Closing out a short solo tour before his band, Wilco, returns this summer with its fourth album, Jeff Tweedy didn’t so much expose where he’s going as much as celebrate the emotionally dark place he has explored in the past. The songs, many of them droll yet illuminating, were given dead-center focus; Tweedy clearly put plenty of effort in making sure they were arranged for a one-man band and not just a random demo-quality sampling. He proved to be a compelling performer without his “alternative country” mates.
A healthy portion of the material in the 105-minute show came from Wilco’s last disc, “Summer Teeth” (Reprise), which is now a full 2 years old and, like a decent wine, hits the palette with considerably more flavor than it did upon its first uncorking.
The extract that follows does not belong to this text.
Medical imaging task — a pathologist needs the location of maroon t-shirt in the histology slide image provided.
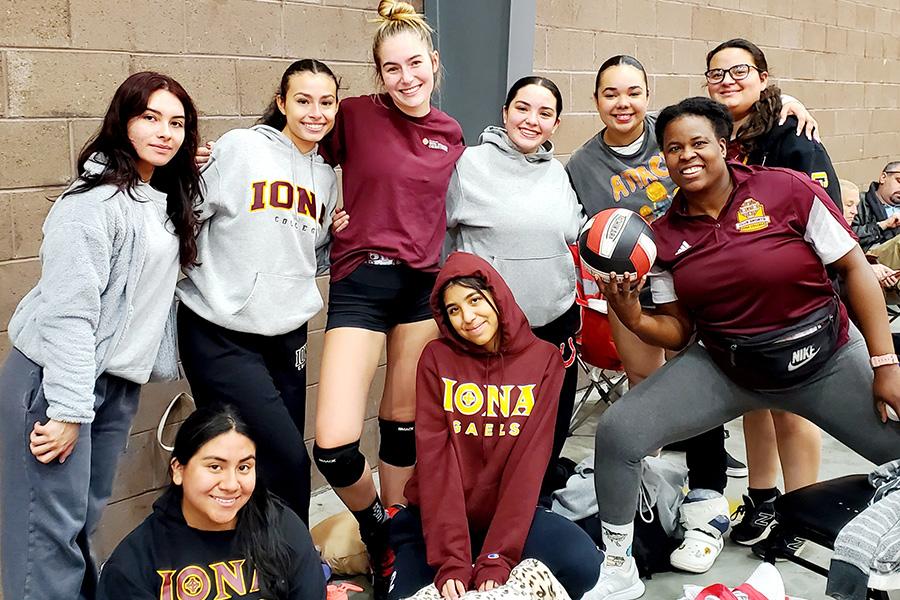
[320,94,465,281]
[651,162,856,345]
“She’s a Jar,” “A Shot in the Arm” and “Via Chicago” were among the tunes that displayed Tweedy’s balanced assimilation of the wordplay of Bob Dylan and the simple straightforwardness of Hank Williams; when you throw in the older drinkin’ ‘n’ travelin’ tune “Passenger Side,” the recklessness of Paul Westerberg (the Replacements) colors the uniqueness of Tweedy.
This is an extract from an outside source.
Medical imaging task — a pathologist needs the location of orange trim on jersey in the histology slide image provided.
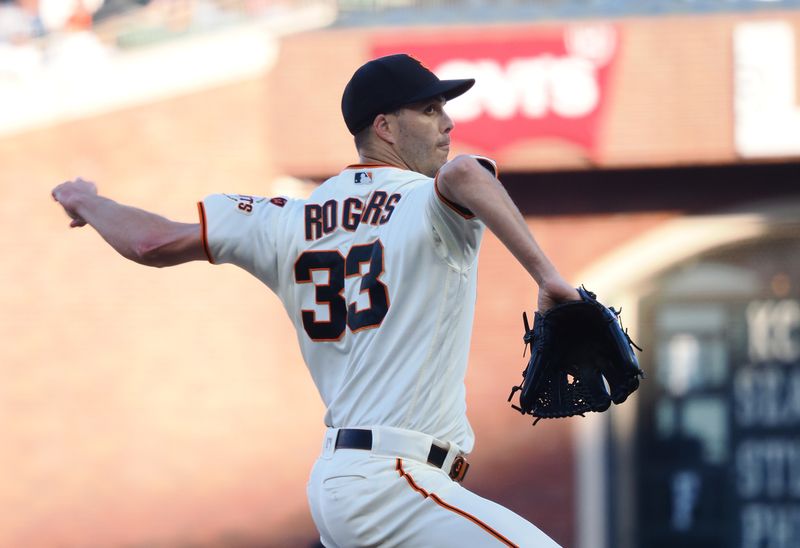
[433,173,475,219]
[197,202,215,264]
[396,459,519,548]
Tweedy, who jokes with his audience and wound up getting one-liners shouted back at him, offered only two new songs, one of which was the laugh-out-loud “Heavy Metal Drummer.”
The achingly beautiful “Remember the Mountain Bed,” from his two-volume collaboration with Billy Bragg on unfinished Woody Guthrie lyrics, posited Tweedy as an extension of the pioneering folk singer. Much more than the Brit Bragg, Tweedy echoes Guthrie’s spirit — it’s one of those intangibles that comes from growing up alongside the Mississippi River instead of the Thames.
Armed with just three guitars, one of them a 12-string capoed low on the neck, Tweedy removed the Midwestern twang that has put his work at the forefront of the alternative country movement and replaced it with a host of well-executed styles. His music is defying categorization as he and Wilco better manipulate the studio, now to the point whereby he subverts an older lyric of his: “I don’t need rock ‘n’ roll.” Truth is, rock ‘n’ roll could sure use him.